In concert: Dâm-Funk at Johnny Brenda’s, Philadelphia, PA, August 12, 2010

Much in the same way Miles Davis dismissed the word “jazz” as a label for his music, Pasadena native Dâm-Funk refuses to be pinned down as just another “beatmaker.” He certainly shares some common ground with the likes of DJ Shadow and Flying Lotus, holding down notorious DJ gigs in addition to crafting compositions from his own synths. Dâm-Funk brought those latter arrangements to Philadelphia on a hot August night, touring to reinforce the significant attention and praise heaped onto the EPs he eventually collected into 2009’s jam-packed Toeachizown double album.


Dâm-Funk’s catalog is steeped in 1980s R&B and electro-funk revivalism. It recalls the kind of stuff that hopped between the “hot hits” format of old Top 40 radio and the playlists of urban stations, from daily top-n requested-songs shows through late-night Quiet Storms. Shalamar and Shannon, Mtume, early Luther Vandross, the career acme of Prince—all these artists and more have a place in the hands, heart, and head of Dâm-Funk. “It’s about everybody,” he would tell the Philly crowd of this reconfigured funk, “not just your punk ass.”

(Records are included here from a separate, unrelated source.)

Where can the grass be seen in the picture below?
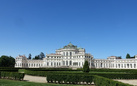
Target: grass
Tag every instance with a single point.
(4, 82)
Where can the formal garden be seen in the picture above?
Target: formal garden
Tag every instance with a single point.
(66, 76)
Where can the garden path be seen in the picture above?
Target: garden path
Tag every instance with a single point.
(39, 79)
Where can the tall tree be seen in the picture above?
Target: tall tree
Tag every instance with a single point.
(7, 61)
(29, 56)
(127, 56)
(42, 55)
(86, 67)
(37, 57)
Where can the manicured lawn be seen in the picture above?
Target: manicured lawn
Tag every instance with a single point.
(4, 82)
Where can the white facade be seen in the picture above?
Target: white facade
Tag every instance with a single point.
(72, 57)
(69, 57)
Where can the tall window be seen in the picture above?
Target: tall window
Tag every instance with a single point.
(66, 53)
(70, 53)
(66, 62)
(70, 62)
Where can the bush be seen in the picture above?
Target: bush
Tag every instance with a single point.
(102, 81)
(70, 78)
(12, 75)
(86, 67)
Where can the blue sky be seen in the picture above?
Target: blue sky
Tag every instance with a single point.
(103, 27)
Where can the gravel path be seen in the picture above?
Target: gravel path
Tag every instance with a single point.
(39, 79)
(131, 81)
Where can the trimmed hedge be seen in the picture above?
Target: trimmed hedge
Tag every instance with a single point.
(102, 81)
(71, 79)
(12, 75)
(9, 69)
(35, 73)
(83, 79)
(50, 69)
(118, 76)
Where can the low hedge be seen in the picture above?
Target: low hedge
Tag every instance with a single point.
(35, 73)
(119, 76)
(12, 75)
(102, 81)
(107, 75)
(71, 79)
(50, 69)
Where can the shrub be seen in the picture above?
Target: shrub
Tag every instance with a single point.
(69, 78)
(86, 67)
(102, 81)
(12, 75)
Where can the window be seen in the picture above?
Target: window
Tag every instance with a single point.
(70, 53)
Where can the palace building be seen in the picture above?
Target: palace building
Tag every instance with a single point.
(70, 56)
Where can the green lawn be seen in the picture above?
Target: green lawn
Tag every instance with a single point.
(4, 82)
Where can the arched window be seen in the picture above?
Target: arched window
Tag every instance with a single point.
(66, 53)
(70, 53)
(66, 62)
(70, 62)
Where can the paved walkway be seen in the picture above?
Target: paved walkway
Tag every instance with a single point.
(39, 79)
(131, 81)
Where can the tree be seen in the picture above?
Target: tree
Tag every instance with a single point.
(42, 55)
(37, 57)
(7, 61)
(86, 67)
(127, 56)
(29, 56)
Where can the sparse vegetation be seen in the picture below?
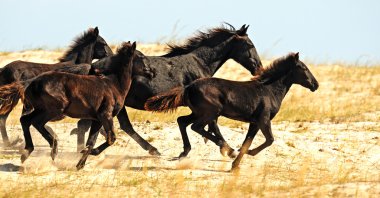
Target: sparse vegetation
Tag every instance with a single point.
(326, 144)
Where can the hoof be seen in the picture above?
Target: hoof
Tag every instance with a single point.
(233, 154)
(226, 150)
(154, 151)
(74, 131)
(111, 138)
(103, 132)
(182, 155)
(80, 148)
(25, 154)
(54, 150)
(80, 165)
(94, 152)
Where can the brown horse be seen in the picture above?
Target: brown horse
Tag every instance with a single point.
(54, 95)
(76, 59)
(255, 102)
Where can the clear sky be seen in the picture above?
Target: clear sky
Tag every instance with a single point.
(321, 30)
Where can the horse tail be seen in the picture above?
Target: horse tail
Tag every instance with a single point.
(9, 96)
(167, 101)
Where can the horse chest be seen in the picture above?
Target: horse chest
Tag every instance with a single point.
(117, 107)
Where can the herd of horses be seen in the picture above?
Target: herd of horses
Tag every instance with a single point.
(95, 92)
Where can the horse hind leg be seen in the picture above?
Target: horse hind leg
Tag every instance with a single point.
(183, 122)
(26, 121)
(252, 131)
(199, 125)
(94, 131)
(126, 126)
(82, 127)
(4, 135)
(39, 121)
(225, 149)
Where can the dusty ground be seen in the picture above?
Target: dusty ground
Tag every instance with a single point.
(307, 159)
(337, 156)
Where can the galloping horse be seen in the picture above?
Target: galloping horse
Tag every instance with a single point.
(200, 57)
(84, 49)
(53, 95)
(256, 102)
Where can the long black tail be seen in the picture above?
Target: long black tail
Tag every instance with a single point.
(167, 101)
(9, 96)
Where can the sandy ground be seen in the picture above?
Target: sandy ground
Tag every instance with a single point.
(306, 159)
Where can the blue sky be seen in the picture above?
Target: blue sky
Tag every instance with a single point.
(321, 30)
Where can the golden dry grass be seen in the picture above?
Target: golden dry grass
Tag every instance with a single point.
(326, 145)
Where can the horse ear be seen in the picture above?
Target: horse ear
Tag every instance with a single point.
(96, 31)
(133, 46)
(297, 56)
(243, 30)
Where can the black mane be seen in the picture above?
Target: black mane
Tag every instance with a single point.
(275, 70)
(201, 39)
(77, 45)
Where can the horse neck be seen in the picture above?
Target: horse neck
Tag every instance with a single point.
(280, 87)
(79, 56)
(85, 55)
(124, 78)
(213, 58)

The keyboard-heavy songs featured on Toeachizown sound very much like labors of love, and to recreate his painstaking studio craft as a solo stage act might become an overly ambitious, preprogrammed, possibly tedious affair. The decision to bring along a three-piece backing band called Master Blazter was a savvy one. Drummer J1, keyboardist Computer Jay, and percussionist Groweyez shared performance duties, allowing Dâm-Funk to focus on squealing lead riffs and chords from a small bank of standing keyboards as well as a keytar. Used with no trace of hipster irony, the throwback portable keyboard gave Dâm-Funk a measure of mobility on Johnny Brenda’s crowded stage, letting him grind with his microphones as well as coo, chant, and scream into them.

If there is one complaint to be lodged against Dâm-Funk’s keyboard-fest, it’s a sense of homogeneity; live and on the album there are moments where songs, as entertaining as they are, start bleeding into one another. Yet while Toeachizown clocks in at an exhausting 139 minutes, the band smartly charged through only about a dozen songs. They chunked crowd interest using solo turns by him and his fellow players, bringing fans up on stage, changing tempos (and therefore moods), and offering self-confident shout-outs and stage banter.

It was really no surprise that at one point Dâm-Funk whipped out an old Funkadelic flag to help whip up the Philly crowd. Connecting digitized emotions and bold braggadocio, Dâm-Funk on this night channeled and overlaid the range of that outfit’s Bernie Worrell with that of latter-day Stevie Wonder. With Master Blazter’s assistance, his sound expanded to fill the club’s available space, if not spill right out of it.